IDEÓLOGOS

En un párrafo de Nosotros, los modernos (Madrid: Ediciones Encuentro, 2006) anota Finkielkraut un sugestivo comentario de Foucault. Virtud significativa de este ensayo es la perspicacia que muestra Finkielkraut a la hora de escoger las citas. El comentario dice así:

La prueba decisiva para los filósofos de la Antigüedad era su capacidad para producir hombres sabios y discretos; en la Edad Media, hombres aptos para racionalizar el dogma; en la edad clásica, para fundamentar la ciencia; en la época moderna fue su aptitud para dar razón de las matanzas. Los primeros ayudaban al hombre a soportar su propia muerte, los últimos a aceptar la de los otros.

Este pasaje es un ejemplo memorable de cómo se construye un discurso de la historia,cómo se da sentido a los hechos y cómo la historia –y buena parte del trabajo de Foucault, cuando no es archivístico– no es más que una operación literaria. Aquí se traza una parábola sobre el supuesto de que haya una «prueba decisiva» que la describe y, en función de esa trayectoria que sólo se sostiene con palabras, se diseña la evolución de la prueba que, paradójicamente, expresa nada menos que nuestra decadencia. Nominalismo extremo. Podría reprochársele a Foucault que, para dramatizar y dar realce a lo que no es más que una trouvaille, se valga de una artimaña retórica, típicamente francesa, consistente en «descubrir» un signo o una serie significativa donde no hay más que juego de palabra. Podría advertírsele que incurre en historicismo con relación a la idea de la muerte y que en cierto modo infringe las reglas de su propio método historiográfico; pero sería bastante estúpido hacerlo, la verdad sea dicha. La impronta personal es justamente lo que hace apasionante –y siempre discutible– el trabajo de los historiadores. No hacemos historia para conocer la verdad sino para aprender cómo alguien encuentra otra razón en episodios pasados, una razón que no está, o no parece mostrarse, en los hechos desnudos; y a menudo, cuando se trata de acontecimientos muy antiguos, encontrar esa razón sólo es posible por medio de la pericia o la astucia literarias.

Sin embargo, obsérvese que la parábola descrita en el pasaje podría escribirse así:

La prueba decisiva para los filósofos de la Antigüedad era su capacidad para armonizar la condición humana con la naturaleza; en la Edad Media, para sobreponerse a la madre naturaleza satanizada; en la edad clásica, para hacer que esa matriz natural sea consistente con la ciencia; en la época moderna, para verla doblegada y a disposición de los designios humanos. Los primeros ayudaban al hombre a ser huéspedes respetuosos de la naturaleza, los últimos a devastarla.
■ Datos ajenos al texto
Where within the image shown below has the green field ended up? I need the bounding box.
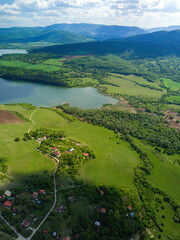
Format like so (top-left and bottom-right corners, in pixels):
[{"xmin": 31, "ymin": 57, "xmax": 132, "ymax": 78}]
[
  {"xmin": 0, "ymin": 60, "xmax": 59, "ymax": 72},
  {"xmin": 42, "ymin": 58, "xmax": 66, "ymax": 67},
  {"xmin": 167, "ymin": 95, "xmax": 180, "ymax": 102},
  {"xmin": 135, "ymin": 140, "xmax": 180, "ymax": 201},
  {"xmin": 103, "ymin": 75, "xmax": 163, "ymax": 98},
  {"xmin": 162, "ymin": 78, "xmax": 180, "ymax": 91}
]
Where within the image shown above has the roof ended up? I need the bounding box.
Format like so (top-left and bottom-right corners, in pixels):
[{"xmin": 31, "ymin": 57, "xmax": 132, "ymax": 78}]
[
  {"xmin": 54, "ymin": 151, "xmax": 59, "ymax": 154},
  {"xmin": 4, "ymin": 201, "xmax": 12, "ymax": 207},
  {"xmin": 101, "ymin": 208, "xmax": 106, "ymax": 213},
  {"xmin": 69, "ymin": 148, "xmax": 74, "ymax": 152},
  {"xmin": 99, "ymin": 190, "xmax": 104, "ymax": 195},
  {"xmin": 39, "ymin": 189, "xmax": 46, "ymax": 194},
  {"xmin": 4, "ymin": 190, "xmax": 11, "ymax": 197},
  {"xmin": 94, "ymin": 221, "xmax": 101, "ymax": 226},
  {"xmin": 22, "ymin": 220, "xmax": 30, "ymax": 228},
  {"xmin": 83, "ymin": 153, "xmax": 89, "ymax": 157}
]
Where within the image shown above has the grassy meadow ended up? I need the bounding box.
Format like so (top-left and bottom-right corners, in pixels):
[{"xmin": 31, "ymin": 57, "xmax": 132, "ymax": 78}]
[
  {"xmin": 103, "ymin": 75, "xmax": 163, "ymax": 98},
  {"xmin": 0, "ymin": 60, "xmax": 59, "ymax": 72},
  {"xmin": 162, "ymin": 78, "xmax": 180, "ymax": 91}
]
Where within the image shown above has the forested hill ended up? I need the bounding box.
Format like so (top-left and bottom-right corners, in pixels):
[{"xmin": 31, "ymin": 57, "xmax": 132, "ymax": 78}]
[
  {"xmin": 127, "ymin": 30, "xmax": 180, "ymax": 45},
  {"xmin": 32, "ymin": 40, "xmax": 180, "ymax": 59},
  {"xmin": 0, "ymin": 27, "xmax": 92, "ymax": 44},
  {"xmin": 46, "ymin": 23, "xmax": 146, "ymax": 40}
]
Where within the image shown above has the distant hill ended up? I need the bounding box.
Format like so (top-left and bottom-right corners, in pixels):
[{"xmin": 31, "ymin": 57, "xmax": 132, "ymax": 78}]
[
  {"xmin": 46, "ymin": 23, "xmax": 146, "ymax": 40},
  {"xmin": 124, "ymin": 30, "xmax": 180, "ymax": 45},
  {"xmin": 146, "ymin": 25, "xmax": 180, "ymax": 33},
  {"xmin": 32, "ymin": 40, "xmax": 180, "ymax": 59},
  {"xmin": 0, "ymin": 27, "xmax": 92, "ymax": 44}
]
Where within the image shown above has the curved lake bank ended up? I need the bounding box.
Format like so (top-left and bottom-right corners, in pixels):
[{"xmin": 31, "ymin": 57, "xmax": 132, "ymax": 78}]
[{"xmin": 0, "ymin": 78, "xmax": 118, "ymax": 109}]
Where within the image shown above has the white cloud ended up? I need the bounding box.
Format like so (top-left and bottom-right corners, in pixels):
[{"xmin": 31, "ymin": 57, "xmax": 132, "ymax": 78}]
[{"xmin": 0, "ymin": 0, "xmax": 180, "ymax": 27}]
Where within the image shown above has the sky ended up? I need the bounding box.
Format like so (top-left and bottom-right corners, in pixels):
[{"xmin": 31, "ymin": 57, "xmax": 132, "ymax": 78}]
[{"xmin": 0, "ymin": 0, "xmax": 180, "ymax": 28}]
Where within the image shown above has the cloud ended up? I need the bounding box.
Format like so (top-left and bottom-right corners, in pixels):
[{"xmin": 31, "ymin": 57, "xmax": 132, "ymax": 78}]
[{"xmin": 0, "ymin": 0, "xmax": 180, "ymax": 27}]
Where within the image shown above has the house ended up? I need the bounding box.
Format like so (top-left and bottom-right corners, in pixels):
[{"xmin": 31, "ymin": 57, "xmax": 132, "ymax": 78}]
[
  {"xmin": 22, "ymin": 220, "xmax": 30, "ymax": 228},
  {"xmin": 39, "ymin": 189, "xmax": 46, "ymax": 194},
  {"xmin": 94, "ymin": 221, "xmax": 101, "ymax": 227},
  {"xmin": 68, "ymin": 197, "xmax": 74, "ymax": 202},
  {"xmin": 54, "ymin": 151, "xmax": 60, "ymax": 156},
  {"xmin": 58, "ymin": 206, "xmax": 63, "ymax": 213},
  {"xmin": 69, "ymin": 148, "xmax": 75, "ymax": 152},
  {"xmin": 33, "ymin": 192, "xmax": 38, "ymax": 198},
  {"xmin": 83, "ymin": 153, "xmax": 89, "ymax": 157},
  {"xmin": 4, "ymin": 190, "xmax": 11, "ymax": 197},
  {"xmin": 3, "ymin": 201, "xmax": 12, "ymax": 208},
  {"xmin": 99, "ymin": 190, "xmax": 104, "ymax": 195},
  {"xmin": 100, "ymin": 208, "xmax": 106, "ymax": 214}
]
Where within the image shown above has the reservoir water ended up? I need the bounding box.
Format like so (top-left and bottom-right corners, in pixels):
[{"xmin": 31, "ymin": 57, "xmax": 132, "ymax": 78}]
[
  {"xmin": 0, "ymin": 49, "xmax": 118, "ymax": 109},
  {"xmin": 0, "ymin": 78, "xmax": 117, "ymax": 109}
]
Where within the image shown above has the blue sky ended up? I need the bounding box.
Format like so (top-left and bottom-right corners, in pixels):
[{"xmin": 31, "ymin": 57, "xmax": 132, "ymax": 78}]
[{"xmin": 0, "ymin": 0, "xmax": 180, "ymax": 28}]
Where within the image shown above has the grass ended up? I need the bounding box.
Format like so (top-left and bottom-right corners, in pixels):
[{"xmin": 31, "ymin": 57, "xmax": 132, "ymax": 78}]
[
  {"xmin": 0, "ymin": 60, "xmax": 59, "ymax": 72},
  {"xmin": 103, "ymin": 76, "xmax": 163, "ymax": 98},
  {"xmin": 63, "ymin": 121, "xmax": 139, "ymax": 188},
  {"xmin": 167, "ymin": 95, "xmax": 180, "ymax": 102},
  {"xmin": 42, "ymin": 58, "xmax": 66, "ymax": 67},
  {"xmin": 162, "ymin": 78, "xmax": 180, "ymax": 91},
  {"xmin": 0, "ymin": 106, "xmax": 55, "ymax": 179},
  {"xmin": 135, "ymin": 140, "xmax": 180, "ymax": 201},
  {"xmin": 156, "ymin": 195, "xmax": 180, "ymax": 239}
]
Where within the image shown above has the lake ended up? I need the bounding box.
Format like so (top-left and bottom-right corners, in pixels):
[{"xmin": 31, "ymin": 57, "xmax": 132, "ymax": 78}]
[
  {"xmin": 0, "ymin": 78, "xmax": 118, "ymax": 109},
  {"xmin": 0, "ymin": 49, "xmax": 118, "ymax": 109}
]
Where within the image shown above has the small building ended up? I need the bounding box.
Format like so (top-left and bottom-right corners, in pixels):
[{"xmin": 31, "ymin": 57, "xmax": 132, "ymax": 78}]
[
  {"xmin": 39, "ymin": 189, "xmax": 46, "ymax": 194},
  {"xmin": 22, "ymin": 220, "xmax": 30, "ymax": 228},
  {"xmin": 83, "ymin": 153, "xmax": 89, "ymax": 157},
  {"xmin": 58, "ymin": 206, "xmax": 63, "ymax": 213},
  {"xmin": 32, "ymin": 192, "xmax": 38, "ymax": 198},
  {"xmin": 3, "ymin": 201, "xmax": 12, "ymax": 208},
  {"xmin": 4, "ymin": 190, "xmax": 11, "ymax": 197},
  {"xmin": 99, "ymin": 190, "xmax": 104, "ymax": 195},
  {"xmin": 69, "ymin": 148, "xmax": 75, "ymax": 152},
  {"xmin": 68, "ymin": 197, "xmax": 74, "ymax": 202},
  {"xmin": 100, "ymin": 208, "xmax": 106, "ymax": 214},
  {"xmin": 94, "ymin": 221, "xmax": 101, "ymax": 227}
]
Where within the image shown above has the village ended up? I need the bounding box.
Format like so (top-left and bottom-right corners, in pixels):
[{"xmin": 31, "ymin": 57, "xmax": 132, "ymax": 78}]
[{"xmin": 0, "ymin": 129, "xmax": 137, "ymax": 240}]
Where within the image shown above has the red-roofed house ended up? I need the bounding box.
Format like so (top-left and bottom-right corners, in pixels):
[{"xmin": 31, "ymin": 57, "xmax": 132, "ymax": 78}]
[
  {"xmin": 39, "ymin": 190, "xmax": 46, "ymax": 194},
  {"xmin": 33, "ymin": 192, "xmax": 38, "ymax": 198},
  {"xmin": 99, "ymin": 190, "xmax": 104, "ymax": 195},
  {"xmin": 22, "ymin": 220, "xmax": 30, "ymax": 228},
  {"xmin": 3, "ymin": 201, "xmax": 12, "ymax": 208},
  {"xmin": 83, "ymin": 153, "xmax": 89, "ymax": 157},
  {"xmin": 100, "ymin": 208, "xmax": 106, "ymax": 213}
]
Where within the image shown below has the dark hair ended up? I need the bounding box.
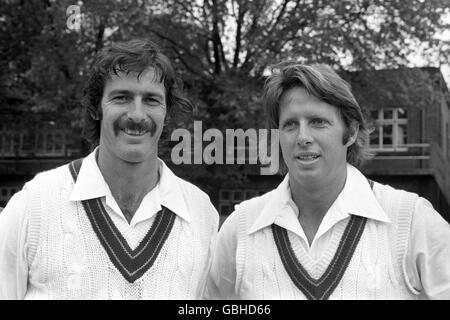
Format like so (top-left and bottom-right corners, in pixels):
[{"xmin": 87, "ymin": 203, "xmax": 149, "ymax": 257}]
[
  {"xmin": 82, "ymin": 39, "xmax": 193, "ymax": 146},
  {"xmin": 263, "ymin": 61, "xmax": 371, "ymax": 167}
]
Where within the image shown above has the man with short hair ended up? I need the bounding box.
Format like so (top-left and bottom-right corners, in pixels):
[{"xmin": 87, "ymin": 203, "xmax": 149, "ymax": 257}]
[
  {"xmin": 0, "ymin": 40, "xmax": 218, "ymax": 299},
  {"xmin": 207, "ymin": 62, "xmax": 450, "ymax": 300}
]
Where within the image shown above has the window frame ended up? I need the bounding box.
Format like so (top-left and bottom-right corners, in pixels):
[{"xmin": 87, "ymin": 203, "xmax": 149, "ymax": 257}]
[{"xmin": 369, "ymin": 107, "xmax": 408, "ymax": 152}]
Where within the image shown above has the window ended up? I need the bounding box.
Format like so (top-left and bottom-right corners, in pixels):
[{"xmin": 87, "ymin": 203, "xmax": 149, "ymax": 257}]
[
  {"xmin": 370, "ymin": 108, "xmax": 408, "ymax": 151},
  {"xmin": 0, "ymin": 186, "xmax": 19, "ymax": 207},
  {"xmin": 219, "ymin": 189, "xmax": 265, "ymax": 215}
]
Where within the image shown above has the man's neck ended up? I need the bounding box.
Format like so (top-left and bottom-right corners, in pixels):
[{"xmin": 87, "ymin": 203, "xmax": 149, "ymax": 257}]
[
  {"xmin": 97, "ymin": 149, "xmax": 159, "ymax": 222},
  {"xmin": 289, "ymin": 170, "xmax": 347, "ymax": 244}
]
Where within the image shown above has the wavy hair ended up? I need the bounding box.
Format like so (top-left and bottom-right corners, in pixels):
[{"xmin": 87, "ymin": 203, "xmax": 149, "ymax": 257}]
[
  {"xmin": 263, "ymin": 61, "xmax": 372, "ymax": 167},
  {"xmin": 82, "ymin": 39, "xmax": 193, "ymax": 147}
]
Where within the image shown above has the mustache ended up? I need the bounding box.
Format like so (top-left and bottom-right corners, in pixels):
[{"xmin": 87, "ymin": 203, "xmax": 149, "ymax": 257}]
[{"xmin": 113, "ymin": 118, "xmax": 157, "ymax": 137}]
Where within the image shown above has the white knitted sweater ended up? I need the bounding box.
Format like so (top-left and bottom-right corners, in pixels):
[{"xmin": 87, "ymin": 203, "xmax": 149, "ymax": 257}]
[
  {"xmin": 229, "ymin": 183, "xmax": 417, "ymax": 299},
  {"xmin": 18, "ymin": 166, "xmax": 218, "ymax": 299}
]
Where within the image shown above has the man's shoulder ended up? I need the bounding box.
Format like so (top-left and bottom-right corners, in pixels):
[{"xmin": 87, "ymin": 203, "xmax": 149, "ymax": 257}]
[
  {"xmin": 176, "ymin": 176, "xmax": 213, "ymax": 200},
  {"xmin": 374, "ymin": 183, "xmax": 420, "ymax": 217},
  {"xmin": 27, "ymin": 163, "xmax": 71, "ymax": 187},
  {"xmin": 374, "ymin": 182, "xmax": 419, "ymax": 198}
]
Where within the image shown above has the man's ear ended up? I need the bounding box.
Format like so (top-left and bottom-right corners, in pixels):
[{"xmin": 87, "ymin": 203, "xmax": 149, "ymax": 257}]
[
  {"xmin": 345, "ymin": 122, "xmax": 359, "ymax": 147},
  {"xmin": 88, "ymin": 108, "xmax": 102, "ymax": 120}
]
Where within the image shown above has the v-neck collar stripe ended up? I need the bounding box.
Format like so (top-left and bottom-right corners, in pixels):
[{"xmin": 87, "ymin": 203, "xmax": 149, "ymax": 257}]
[
  {"xmin": 272, "ymin": 225, "xmax": 314, "ymax": 299},
  {"xmin": 69, "ymin": 159, "xmax": 176, "ymax": 283},
  {"xmin": 320, "ymin": 218, "xmax": 366, "ymax": 299},
  {"xmin": 272, "ymin": 216, "xmax": 367, "ymax": 299}
]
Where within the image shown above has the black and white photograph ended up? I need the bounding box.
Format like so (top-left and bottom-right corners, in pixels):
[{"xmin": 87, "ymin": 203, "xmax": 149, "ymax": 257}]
[{"xmin": 0, "ymin": 0, "xmax": 450, "ymax": 302}]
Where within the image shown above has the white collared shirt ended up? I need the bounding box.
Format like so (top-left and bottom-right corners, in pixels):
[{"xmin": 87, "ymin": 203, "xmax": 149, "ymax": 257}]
[
  {"xmin": 69, "ymin": 149, "xmax": 190, "ymax": 228},
  {"xmin": 208, "ymin": 165, "xmax": 450, "ymax": 299},
  {"xmin": 0, "ymin": 151, "xmax": 219, "ymax": 300},
  {"xmin": 248, "ymin": 165, "xmax": 390, "ymax": 260}
]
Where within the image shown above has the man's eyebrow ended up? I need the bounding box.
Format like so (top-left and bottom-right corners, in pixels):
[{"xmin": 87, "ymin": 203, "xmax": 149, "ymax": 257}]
[{"xmin": 108, "ymin": 89, "xmax": 131, "ymax": 96}]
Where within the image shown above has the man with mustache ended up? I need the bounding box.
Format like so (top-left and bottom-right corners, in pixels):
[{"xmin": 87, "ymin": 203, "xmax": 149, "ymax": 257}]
[{"xmin": 0, "ymin": 40, "xmax": 218, "ymax": 299}]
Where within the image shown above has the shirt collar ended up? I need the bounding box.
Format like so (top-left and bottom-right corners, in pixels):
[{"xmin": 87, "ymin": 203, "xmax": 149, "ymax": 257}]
[
  {"xmin": 248, "ymin": 164, "xmax": 390, "ymax": 238},
  {"xmin": 69, "ymin": 149, "xmax": 190, "ymax": 225}
]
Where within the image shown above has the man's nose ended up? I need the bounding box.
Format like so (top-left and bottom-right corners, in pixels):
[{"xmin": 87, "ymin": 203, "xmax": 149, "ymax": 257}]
[
  {"xmin": 297, "ymin": 125, "xmax": 314, "ymax": 146},
  {"xmin": 128, "ymin": 98, "xmax": 146, "ymax": 122}
]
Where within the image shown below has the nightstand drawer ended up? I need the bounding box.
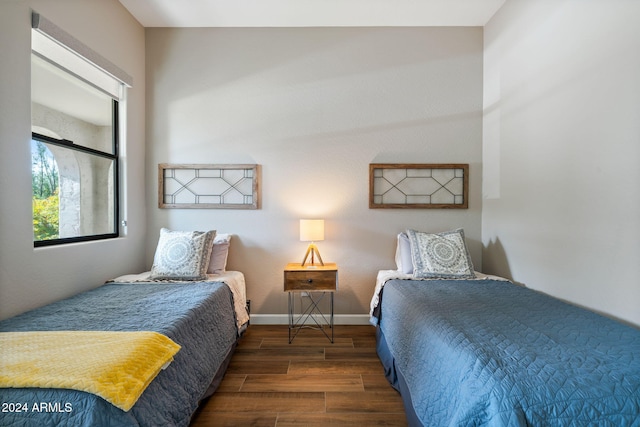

O sea que se puede cambiar el protagonista sin tocar la serie y el sentido de una historia, que fluye de manera necesaria –y hasta trágica– y permanece tal cual. Se puede regular el grado de dramatismo de la fórmula para hacerla más o menos épatante. Lo habitual es que la mayoría de los epígonos de Foucault procedan así: con mayor o menor habilidad literaria (y he de reconocer que la mía no parece muy brillante en este ejemplo) se limitan a parafrasear los textos del maestro con absoluta indiferencia de la verdad; y, eso sí, no pisan jamás un archivo o una biblioteca. De ahí que muy a menudo su discurso no revele más que la forma en que están organizadas sus propias palabras o su destreza en cuanto a pillar a Foucault, pero sólo por la eficacia retórica de su estilo; curiosamente, lo mismo hacen sus críticos.

Total que, todos, sin excepción: el maestro, sus discípulos e innumerables epígonos foucaultianos; y los réprobos de todos ellos, en el fondo, hacen ideología.